Sensual, intellectual, brutal, yet poetic and emotional at the same time. Roeg's visual language is a benchmark in film history. Jump cuts, fragmented narratives, associative montages, psychosexual and existential themes, hallucinations, explicit sex and identity confusion… All find their place in Nicolas Roeg’s intense puzzles. With the Classics programme Fractured Visions: A Nicolas Roeg Retrospective, Film Fest Gent adds another piece to the puzzle and makes his work accessible once again to the general public.

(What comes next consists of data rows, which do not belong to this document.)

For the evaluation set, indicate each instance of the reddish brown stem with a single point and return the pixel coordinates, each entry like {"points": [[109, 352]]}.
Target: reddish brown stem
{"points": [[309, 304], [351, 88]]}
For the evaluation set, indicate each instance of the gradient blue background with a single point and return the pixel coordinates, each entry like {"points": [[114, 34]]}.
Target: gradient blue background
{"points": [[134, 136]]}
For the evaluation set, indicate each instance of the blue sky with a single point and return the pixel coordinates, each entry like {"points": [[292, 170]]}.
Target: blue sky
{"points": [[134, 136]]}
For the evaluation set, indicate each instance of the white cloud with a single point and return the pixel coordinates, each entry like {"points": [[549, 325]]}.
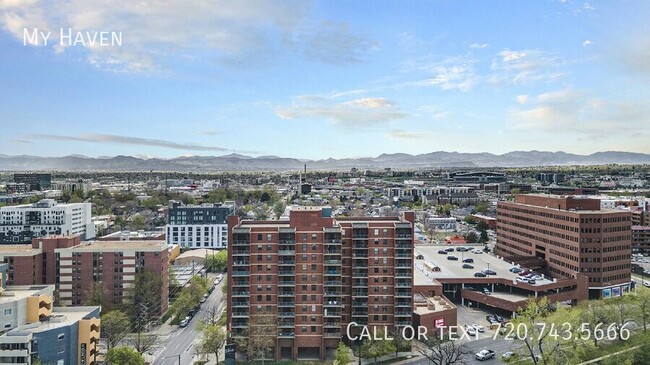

Talk: The Road to Roeg (in Dutch)
For those not yet fully acquainted with the work of Nicolas Roeg, Film Fest Gent adds the talk The Road to Roeg to the Classics programme. Lecturer Anke Brouwers, Classics curator Patrick Duynslaegher and director-screenwriter Bert Scholiers will venture onto the “Roeg Road” and together explore what makes Roeg such an unforgettable director. This introductory talk on Roeg’s labyrinthine life and work will take place ahead of the festival, both in Ghent and Brussels. The talk is exclusively in Dutch.
Ghent: Thursday 2 October | 19:30 | krookcafé
Brussels: Monday 6 October | 19:00 | CINEMATEK + screening Castaway (1986, Nicolas Roeg)
The Roeg Files (in Dutch)
Those who prefer to read up individually can also consult the FFG print publication on the Classics programme, in which curator Patrick Duynslaegher provides context for each film, as well as insights into some crucial aspects of Roeg’s oeuvre. The publication will be distributed free of charge from early July and will also be available at all festival locations from September onward.
Dig even deeper online thanks to The Roeg Files, a collection of longer texts by Patrick Duynslaegher and a reissue of an interview with actress Theresa Russell. The online file with all the additional material will soon be available at filmfestgent.be/theroegfiles.

Roeg Trip Pass
Film lovers who want to walk the entire Roeg Road during Film Fest Gent, including the talk The Road to Roeg in Ghent and all the Roeg films at FFG2025, can now book their Roeg Trip Pass. For just €85, this pass grants you access to the talk in Ghent and, with a personal code, allows you to book one ticket for all fourteen films in the Nicolas Roeg retrospective at the 52nd edition of Film Fest Gent.
Programme Fractured Visions

Nicolas Roeg as a cinematographer
The Masque of the Red Death (1964, Roger Corman)
Fahrenheit 451 (1966, François Truffaut)
Petulia (1968, Richard Lester)

Nicolas Roeg as a director
Performance (1970, Nicolas Roeg & Donald Cammell)
Walkabout (1971)
Don’t Look Now (1973)
The Man Who Fell to Earth (1976)
Bad Timing (1980)
Eureka (1983)
Insignificance (1985)
Aria (1987, Nicolas Roeg, Jean-Luc Godard, Robert Altman et al.)